Pretending we can save Imani. Pretending this place is so far away from the scene of the crime that consequences can’t catch me. Pretending I’ve got time to fall in love.” (215) This person vs. self conflict is the core of this book’s sensual, humorous, and realistic point-of-view that is like no other.
Not until the very last page of What Looks Like Crazy on an Ordinary Day can you see the meaning behind it. In the end, Ava let go. She let go of her inhibitions, because her inhibitions were from fear. Fear of death. Fear of love.

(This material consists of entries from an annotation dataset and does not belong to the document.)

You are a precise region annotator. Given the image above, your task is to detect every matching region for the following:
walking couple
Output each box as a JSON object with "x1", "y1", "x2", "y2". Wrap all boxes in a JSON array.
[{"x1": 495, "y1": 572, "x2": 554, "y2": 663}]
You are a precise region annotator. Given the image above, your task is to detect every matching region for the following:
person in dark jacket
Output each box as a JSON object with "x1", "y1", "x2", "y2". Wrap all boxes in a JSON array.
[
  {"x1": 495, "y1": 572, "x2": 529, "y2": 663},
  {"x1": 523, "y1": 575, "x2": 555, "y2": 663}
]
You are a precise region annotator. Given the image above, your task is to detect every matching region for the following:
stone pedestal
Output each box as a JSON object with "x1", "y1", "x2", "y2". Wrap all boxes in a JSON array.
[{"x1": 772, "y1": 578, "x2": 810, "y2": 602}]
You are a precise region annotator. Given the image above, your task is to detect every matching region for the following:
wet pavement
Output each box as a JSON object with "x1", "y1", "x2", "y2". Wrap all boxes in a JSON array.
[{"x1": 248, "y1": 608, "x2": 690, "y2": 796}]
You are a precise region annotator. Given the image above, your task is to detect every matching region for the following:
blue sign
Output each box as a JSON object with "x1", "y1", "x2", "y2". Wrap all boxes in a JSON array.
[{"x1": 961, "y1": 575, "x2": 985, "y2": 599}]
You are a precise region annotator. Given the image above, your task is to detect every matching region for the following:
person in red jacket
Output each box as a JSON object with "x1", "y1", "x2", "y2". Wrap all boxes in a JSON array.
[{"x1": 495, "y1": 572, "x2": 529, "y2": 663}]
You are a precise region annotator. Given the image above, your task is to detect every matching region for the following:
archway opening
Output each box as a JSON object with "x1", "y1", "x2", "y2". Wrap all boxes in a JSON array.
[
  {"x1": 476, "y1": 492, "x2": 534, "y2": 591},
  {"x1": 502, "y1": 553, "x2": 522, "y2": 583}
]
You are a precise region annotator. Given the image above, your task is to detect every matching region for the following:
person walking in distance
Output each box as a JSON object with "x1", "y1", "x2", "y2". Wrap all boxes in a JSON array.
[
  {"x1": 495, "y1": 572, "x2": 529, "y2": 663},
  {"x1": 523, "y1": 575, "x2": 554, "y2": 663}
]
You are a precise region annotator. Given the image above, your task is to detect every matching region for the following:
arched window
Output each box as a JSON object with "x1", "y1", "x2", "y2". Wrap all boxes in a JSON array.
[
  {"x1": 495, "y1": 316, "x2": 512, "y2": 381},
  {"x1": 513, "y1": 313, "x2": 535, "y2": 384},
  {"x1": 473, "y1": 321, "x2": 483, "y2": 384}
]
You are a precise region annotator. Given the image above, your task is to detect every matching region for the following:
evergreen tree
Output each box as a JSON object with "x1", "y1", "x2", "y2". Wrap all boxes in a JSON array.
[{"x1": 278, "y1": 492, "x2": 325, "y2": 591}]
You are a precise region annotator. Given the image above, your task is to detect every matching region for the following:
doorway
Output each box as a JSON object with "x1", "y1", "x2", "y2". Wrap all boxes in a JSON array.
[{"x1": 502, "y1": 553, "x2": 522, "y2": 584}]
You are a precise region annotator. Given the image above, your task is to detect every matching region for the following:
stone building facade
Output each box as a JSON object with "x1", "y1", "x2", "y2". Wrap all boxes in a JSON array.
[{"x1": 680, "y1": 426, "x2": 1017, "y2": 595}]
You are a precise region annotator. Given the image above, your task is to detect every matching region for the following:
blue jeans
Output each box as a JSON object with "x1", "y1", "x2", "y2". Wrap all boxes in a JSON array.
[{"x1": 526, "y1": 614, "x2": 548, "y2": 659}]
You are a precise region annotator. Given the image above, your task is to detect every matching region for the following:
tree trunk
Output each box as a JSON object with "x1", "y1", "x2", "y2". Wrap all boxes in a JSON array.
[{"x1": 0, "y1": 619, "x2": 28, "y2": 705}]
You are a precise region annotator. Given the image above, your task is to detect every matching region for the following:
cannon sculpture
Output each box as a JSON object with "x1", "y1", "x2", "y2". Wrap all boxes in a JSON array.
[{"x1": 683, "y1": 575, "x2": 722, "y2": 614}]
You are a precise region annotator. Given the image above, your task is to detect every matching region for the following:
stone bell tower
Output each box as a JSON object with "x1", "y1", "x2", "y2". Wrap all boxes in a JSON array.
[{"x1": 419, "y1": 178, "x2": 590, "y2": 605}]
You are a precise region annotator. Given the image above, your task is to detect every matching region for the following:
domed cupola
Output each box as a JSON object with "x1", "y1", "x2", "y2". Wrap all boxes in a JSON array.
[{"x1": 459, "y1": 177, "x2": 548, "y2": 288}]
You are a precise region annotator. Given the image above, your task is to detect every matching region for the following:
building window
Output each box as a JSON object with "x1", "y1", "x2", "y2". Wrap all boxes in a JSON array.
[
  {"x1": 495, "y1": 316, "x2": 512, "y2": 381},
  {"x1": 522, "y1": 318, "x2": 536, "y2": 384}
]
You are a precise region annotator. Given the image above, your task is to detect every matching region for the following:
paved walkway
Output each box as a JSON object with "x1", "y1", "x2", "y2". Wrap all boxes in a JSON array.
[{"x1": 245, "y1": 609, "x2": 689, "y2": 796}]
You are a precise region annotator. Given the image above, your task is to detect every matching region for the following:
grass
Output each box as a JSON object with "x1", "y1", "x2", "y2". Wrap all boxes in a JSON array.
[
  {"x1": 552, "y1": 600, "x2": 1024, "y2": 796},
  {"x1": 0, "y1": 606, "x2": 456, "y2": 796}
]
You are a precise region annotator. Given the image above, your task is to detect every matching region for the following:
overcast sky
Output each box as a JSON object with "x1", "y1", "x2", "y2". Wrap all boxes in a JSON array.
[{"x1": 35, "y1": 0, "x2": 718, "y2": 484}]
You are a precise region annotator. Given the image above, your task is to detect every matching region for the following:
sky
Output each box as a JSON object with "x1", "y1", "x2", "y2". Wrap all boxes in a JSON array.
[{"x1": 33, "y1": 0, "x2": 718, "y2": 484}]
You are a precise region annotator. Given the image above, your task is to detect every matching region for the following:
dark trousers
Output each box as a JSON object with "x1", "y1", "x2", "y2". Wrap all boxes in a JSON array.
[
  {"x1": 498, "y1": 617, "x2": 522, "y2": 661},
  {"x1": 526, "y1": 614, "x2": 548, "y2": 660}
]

But after her life no longer became ordinary, after AIDS and a dependent baby, nothing was ordinary anymore. Nothing was crazy. ” Now we were all old enough to know that what looks like crazy on an ordinary day looks a lot like love if you catch it in the moonlight.” (244) What Looks Like Crazy is an example of modern literature that depicts these times of change and lack of norms. Slowly stereotypes are dissolving. All of our technology can not save us from social epidemics we have, such as the HIV virus.
All of the money, fame, and prosperity that flows through our country can not keep us from the constant needs that all of us like Ava need; stability, family, and love.